Perché non è un romanzo, è un breve memoir. È un Murakami inedito che parla di suo padre, della sua storia, del suo rapporto con lui, di come si sono interrotti lentamente i contatti, un modo per omaggiarlo dopo la sua scomparsa, nonostante tanti anni di silenzio. Tutti questi ricordi, sostiene lo scrittore, gli sono rimasti a lungo come una spina in gola. Fino a quando, per caso, si è rammentato un aneddoto relativo a un gatto: allora qualcosa si è sbloccato, e gli ha permesso finalmente di esprimere su carta i propri sentimenti in un racconto toccante e sincero.

Ma perché leggere un libro che, tutto sommato, parla degli affari dell’autore?
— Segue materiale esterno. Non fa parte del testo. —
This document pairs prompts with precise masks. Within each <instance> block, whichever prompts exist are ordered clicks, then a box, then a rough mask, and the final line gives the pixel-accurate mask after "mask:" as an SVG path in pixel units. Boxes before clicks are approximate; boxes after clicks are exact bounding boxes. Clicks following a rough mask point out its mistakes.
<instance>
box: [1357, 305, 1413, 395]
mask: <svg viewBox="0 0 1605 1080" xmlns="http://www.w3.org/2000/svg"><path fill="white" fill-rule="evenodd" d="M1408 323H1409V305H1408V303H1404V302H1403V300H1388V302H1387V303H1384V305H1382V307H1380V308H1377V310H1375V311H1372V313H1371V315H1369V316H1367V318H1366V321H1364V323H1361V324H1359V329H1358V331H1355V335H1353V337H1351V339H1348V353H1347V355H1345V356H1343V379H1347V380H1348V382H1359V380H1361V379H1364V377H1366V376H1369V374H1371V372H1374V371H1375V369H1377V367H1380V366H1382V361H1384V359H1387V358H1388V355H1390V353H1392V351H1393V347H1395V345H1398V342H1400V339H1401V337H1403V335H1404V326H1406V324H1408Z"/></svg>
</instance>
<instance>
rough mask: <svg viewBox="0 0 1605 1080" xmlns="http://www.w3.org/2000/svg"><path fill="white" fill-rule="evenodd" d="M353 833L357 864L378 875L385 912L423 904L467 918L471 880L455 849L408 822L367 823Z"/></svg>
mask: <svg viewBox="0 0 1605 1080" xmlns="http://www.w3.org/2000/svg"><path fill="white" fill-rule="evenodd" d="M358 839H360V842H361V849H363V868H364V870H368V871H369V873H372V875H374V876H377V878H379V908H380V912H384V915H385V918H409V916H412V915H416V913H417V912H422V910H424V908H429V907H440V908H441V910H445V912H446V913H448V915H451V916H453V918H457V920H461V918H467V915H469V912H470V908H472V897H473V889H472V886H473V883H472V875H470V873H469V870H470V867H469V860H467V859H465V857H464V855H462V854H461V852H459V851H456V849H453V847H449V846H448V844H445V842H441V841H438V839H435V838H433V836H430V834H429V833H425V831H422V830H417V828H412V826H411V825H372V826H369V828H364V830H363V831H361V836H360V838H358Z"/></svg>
Ovviamente per come viene raccontato: le riflessioni di Murakami – intrise di quella delicatezza tipica della letteratura giapponese – partono dalla sua storia privata ma finiscono per diventare universali, a ogni capitolo c’è qualche spunto per pensare alla storia (e al dovere di proseguirla), alla famiglia, alla guerra, al destino.

Si legge davvero in pochissimo tempo, qualche ora, e parla di episodi diversi: è una lettura facile e ideale per quando si va in giro, poco più di 70 pagine rese fresche anche dalle illustrazioni di Emiliano Ponzi, uno degli illustratori italiani più premiati al mondo.